ABOUT 2.3 billion of the 7 billion people on Earth lack a basic toilet, a slight improvement from last year, data from Unicef and the World Health Organisation (WHO) show.
The number of people without toilets was down 8% as the number lacking safe water fell to 650 million from 748 million in 2014, according to the joint monitoring programme update issued Tuesday.
Much of the improvements are due to progress in India and China. But “very little has changed for the world’s poorest people,” the agencies said.
Swathes of Africa remain a challenge as “at present rates of progress, it would take 300 years for everyone in sub-Saharan Africa to get access to a sanitary toilet,” according to the update.
Almost 700 million in Africa don’t have a basic toilet and at least 200 million defecate outdoors.
Nigeria, Africa’s most populous nation and its largest economy, “has actually shown worsening trends with decreasing access and increasing open defecation,” according to the update.
India more than doubled the proportion of people using improved sanitation, from 18% to 40%, since monitoring began in 1990. Yet at least 560 million in India “still practice open defecation, more than half the global total of 949 million,” the Unicef-WHO findings showed.

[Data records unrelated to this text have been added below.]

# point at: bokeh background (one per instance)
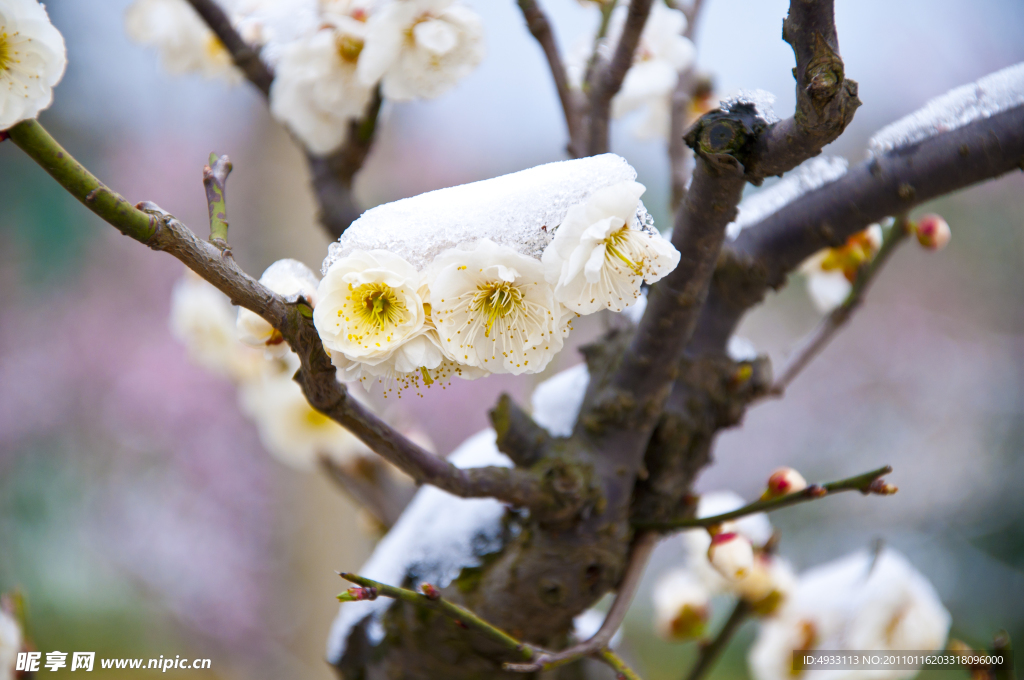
(140, 516)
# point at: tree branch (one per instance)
(711, 651)
(643, 546)
(246, 57)
(540, 28)
(825, 99)
(869, 482)
(215, 181)
(607, 79)
(832, 324)
(160, 230)
(431, 599)
(765, 253)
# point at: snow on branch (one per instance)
(992, 94)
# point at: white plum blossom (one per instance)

Next month, the UN International Financing for Development Conference will meet in Addis Ababa, Ethiopia, to discuss how to finance new sustainable development goals ahead of a New York gathering in September.
Diseases from dirty water and poor sanitation cause the deaths of about 1,400 children a day, according to WaterAid, an international group that seeks to ensure safe water supplies.
The UN’s Water Supply and Sanitation Collaborative Council estimates that 2.1 billion people have gained access to an improved sanitation facilities since 1990.